Одной из самых «спортивных» и красивых рыб, для которой рыболов когда-либо вязал искусственную мушку, является морская форель, которая поднимается с летними приливами во все эти притоки Нижнего Святого Лаврентия. Редко весом менее одного фунта, а часто достигающая четырех фунтов, эта рыба настолько похожа по внешнему виду на обычную ручьевую форель, что многие опытные рыбаки объявляют их одним и тем же видом, причем небольшая разница между ними объясняется влиянием соленой воды и специфическим питанием, которое можно найти в ней. По цвету они скорее более серебристые, чем ручьевая форель, но они отмечены, как и та рыба, блестящими пятнами красного и синего цвета вдоль боков. Лучшее место для ловли — там, где морской прилив встречается с чистой пресной водой реки, недалеко от ее устья. Бывают времена, когда лосось становится необъяснимо сдержанным и не желает отвечать на леску приглашения, посылаемую ему рыболовом через заводи омута. Именно тогда морская форель оказывается ценной заменой своему более крупному сородичу из реки, которому она лишь немного уступает в доставлении отличного спорта. При ловле форели рекомендуется использовать только одну мушку. Однажды в Сагенее я использовал леску с тремя прикрепленными к ней мушками, как для обычной ловли форели. При первом же забросе три морские форели, каждая, по-видимому, весом более фунта, оказались на моей снасти одновременно, и следствием этого стала путаница, которая привела к потере моей лески и мушек.

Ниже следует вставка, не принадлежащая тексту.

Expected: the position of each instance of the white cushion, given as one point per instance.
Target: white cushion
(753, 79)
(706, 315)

Если не считать комаров и мошек, которые очень докучают во всем этом регионе, не может быть более приятного летнего курорта для рыболова и переутомленного городского жителя. Зимой на этом месте должна быть ужасная, арктическая тоска, и я с трудом могу представить, чтобы кто-то, кроме французского канадца или эскимоса, поселился там. И все же на одной из самых диких из этих рек — Мингане, кажется — рыболов, с которым я знаком, столкнулся с человеком из древнего шотландского рода. Он носил выдающееся имя и, вероятно, когда-то был украшением социальных кругов, в которых вращался. Когда мой рассказчик увидел его, он перестал быть украшением в любом смысле этого слова и давно стал обитателем пустыни. По внешнему виду он мало чем отличался от грязных полукровок побережья. Как и они, он жил в вигваме с индианкой и имел вокруг себя семью детей, настолько многочисленных и грязных, что на них было удивительно смотреть. Он был там много лет и, казалось, не думал, что когда-нибудь вернется в Англию. Общество натерло ему кожу своей сбруей, и «рана» была видна до сих пор. Он поддерживал случайную связь со своими родственниками на родине, имел небольшой, но независимый доход и был наследником, я думаю, гораздо большего. Время от времени он добирался до ближайшего поселения или поста Компании Гудзонова залива, где иногда находил ожидающие его письма и газеты; так что, хотя он немного отставал в датах, у него все же было некоторое общее представление о том, как идут дела в большом мире. Действительно, сильным должно быть очарование свободной индейской жизни, чтобы так воздействовать на человека образования и утонченности, как этот эксцентричный обитатель вод сурового Мингана.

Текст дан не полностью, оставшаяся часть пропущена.